When considering the allocation of the New Notes, the Company will give priority to those Holders who, prior to such allocation, have validly tendered or have given a firm intention to the Company or any Dealer Manager that they intend to tender their Notes for purchase pursuant to the Tender Offer. Therefore, a Holder that wishes to subscribe for New Notes in addition to tendering its existing Notes for purchase pursuant to the Tender Offer will be eligible to receive, at the sole and absolute discretion of the Company, priority in the allocation of the New Notes, subject to the New Issue Condition, the selling restrictions for the New Notes and such Holder making a separate application for the purchase of such New Notes to a Dealer Manager (in its capacity as a bookrunner of the issue of the New Notes) in accordance with the standard new issue procedures of such Dealer Manager. However, the Company is not obliged to allocate the New Notes to a Holder who has validly tendered or indicated a firm intention to tender its Notes for purchase pursuant to the Tender Offer. If New Notes are allocated, the principal amount thereof will be the principal amount of Notes validly tendered by such Holder and accepted for purchase by the Company pursuant to the Tender Offer. Any such allocation will also, among other factors, take into account the minimum denomination of the New Notes (being EUR 1,000) and the minimum subscription amount (being EUR 100,000).
The Company intends to use the proceeds of the New Notes to fund the purchase of Notes accepted for purchase in the Tender Offer and the remaining proceeds for general corporate purposes.
Nordea Bank Abp and OP Corporate Bank plc act as the Dealer Managers for the Tender Offer. Nordea Bank Abp acts as the Tender Agent for the Tender Offer. Information in respect of the Tender Offer may be obtained from the Dealer Managers.
Danske Bank A/S and Nordea Bank Abp act as Coordinators and Bookrunners for the issue of the New Notes and OP Corporate Bank plc and Skandinaviska Enskilda Banken AB (publ) act as Bookrunners in relation to the issue of the New Notes (together, the “Bookrunners”).
Nordea Bank Abp
Telephone: +45 6161 2996
Attention: Bibi Larsen
OP Corporate Bank plc
OP Corporate Bank plc, Debt Capital Markets
Telephone: +358 10 599 1281
Attention: Thomas Ulfstedt
Finnair communications, 358 9 818 4020, firstname.lastname@example.org
NASDAQ OMX Helsinki
Finnair is a modern premium network airline, specialising in passenger and cargo traffic between Asia and Europe. Helsinki’s geographical location gives Finnair a competitive advantage, since the fastest connections between many European destinations and Asian megacities fly over Finland. Sustainability is at the heart of everything we do – Finnair intends to reduce its net emissions by 50% by the end of 2025 from the 2019 baseline and achieve carbon neutrality latest by the end of 2045. Finnair is a member of the oneworld alliance. Finnair Plc’s shares are quoted on the Nasdaq Helsinki stock exchange.
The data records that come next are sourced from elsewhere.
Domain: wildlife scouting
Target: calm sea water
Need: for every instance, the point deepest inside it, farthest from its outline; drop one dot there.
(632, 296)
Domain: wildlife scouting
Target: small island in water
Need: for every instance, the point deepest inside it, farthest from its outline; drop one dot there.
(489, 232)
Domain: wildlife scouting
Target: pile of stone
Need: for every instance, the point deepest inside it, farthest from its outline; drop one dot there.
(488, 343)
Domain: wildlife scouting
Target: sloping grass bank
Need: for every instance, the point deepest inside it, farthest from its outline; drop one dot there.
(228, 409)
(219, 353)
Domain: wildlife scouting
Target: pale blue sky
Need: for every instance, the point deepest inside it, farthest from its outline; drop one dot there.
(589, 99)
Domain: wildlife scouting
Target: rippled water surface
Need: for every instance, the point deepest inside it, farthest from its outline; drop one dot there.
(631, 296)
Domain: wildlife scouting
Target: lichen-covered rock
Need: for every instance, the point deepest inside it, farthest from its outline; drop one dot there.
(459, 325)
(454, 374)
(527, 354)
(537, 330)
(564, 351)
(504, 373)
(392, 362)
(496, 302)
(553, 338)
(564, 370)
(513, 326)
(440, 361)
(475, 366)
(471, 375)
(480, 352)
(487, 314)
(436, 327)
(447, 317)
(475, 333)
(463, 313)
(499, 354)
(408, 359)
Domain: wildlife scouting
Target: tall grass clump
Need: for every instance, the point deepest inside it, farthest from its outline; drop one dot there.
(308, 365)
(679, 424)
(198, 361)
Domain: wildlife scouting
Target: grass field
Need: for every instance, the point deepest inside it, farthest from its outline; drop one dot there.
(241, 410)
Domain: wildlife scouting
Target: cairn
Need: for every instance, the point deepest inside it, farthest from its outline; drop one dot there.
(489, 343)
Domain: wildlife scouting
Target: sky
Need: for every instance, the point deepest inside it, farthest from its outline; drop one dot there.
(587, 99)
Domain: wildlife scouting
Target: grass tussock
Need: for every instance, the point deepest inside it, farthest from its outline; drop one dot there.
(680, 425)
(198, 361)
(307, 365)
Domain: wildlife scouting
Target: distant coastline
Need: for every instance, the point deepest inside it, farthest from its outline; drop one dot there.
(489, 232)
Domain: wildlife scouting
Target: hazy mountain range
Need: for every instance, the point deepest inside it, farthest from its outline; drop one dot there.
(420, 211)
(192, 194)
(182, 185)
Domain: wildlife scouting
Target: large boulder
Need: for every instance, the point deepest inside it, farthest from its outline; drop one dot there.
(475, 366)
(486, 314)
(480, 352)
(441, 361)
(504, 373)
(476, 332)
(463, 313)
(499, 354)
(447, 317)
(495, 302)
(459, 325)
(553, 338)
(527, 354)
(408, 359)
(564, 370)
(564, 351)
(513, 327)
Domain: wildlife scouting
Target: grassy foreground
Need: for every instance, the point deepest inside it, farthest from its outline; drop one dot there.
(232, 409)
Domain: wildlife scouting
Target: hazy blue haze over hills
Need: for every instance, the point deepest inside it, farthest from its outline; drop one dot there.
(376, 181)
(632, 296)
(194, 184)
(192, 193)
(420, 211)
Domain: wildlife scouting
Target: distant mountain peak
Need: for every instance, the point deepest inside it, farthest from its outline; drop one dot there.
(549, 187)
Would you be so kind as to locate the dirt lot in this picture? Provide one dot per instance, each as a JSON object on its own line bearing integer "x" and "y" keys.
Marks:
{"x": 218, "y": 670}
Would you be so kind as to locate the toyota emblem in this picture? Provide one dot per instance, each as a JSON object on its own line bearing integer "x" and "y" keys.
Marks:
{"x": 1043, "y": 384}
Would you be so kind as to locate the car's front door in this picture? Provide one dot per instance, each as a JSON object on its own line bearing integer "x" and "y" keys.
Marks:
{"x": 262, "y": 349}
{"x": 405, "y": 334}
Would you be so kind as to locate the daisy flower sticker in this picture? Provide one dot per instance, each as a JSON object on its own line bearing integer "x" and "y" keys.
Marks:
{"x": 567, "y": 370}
Neither this release nor the Tender Offer Memorandum constitutes a recommendation by Finnair, the Dealer Managers, the Tender Agent, the Bookrunners, or any of their respective directors, officers, employees, agents or affiliates regarding the Tender Offer or a recommendation as to whether the Holders should tender any Notes in the Tender Offer or a recommendation to purchase any notes potentially issued by the Company. The Holders should consult their own tax, accounting, financial and legal advisers and make an independent decision as to whether to tender any Notes held by them for purchase pursuant to the Tender Offer or to invest in any notes potentially issued by the Company.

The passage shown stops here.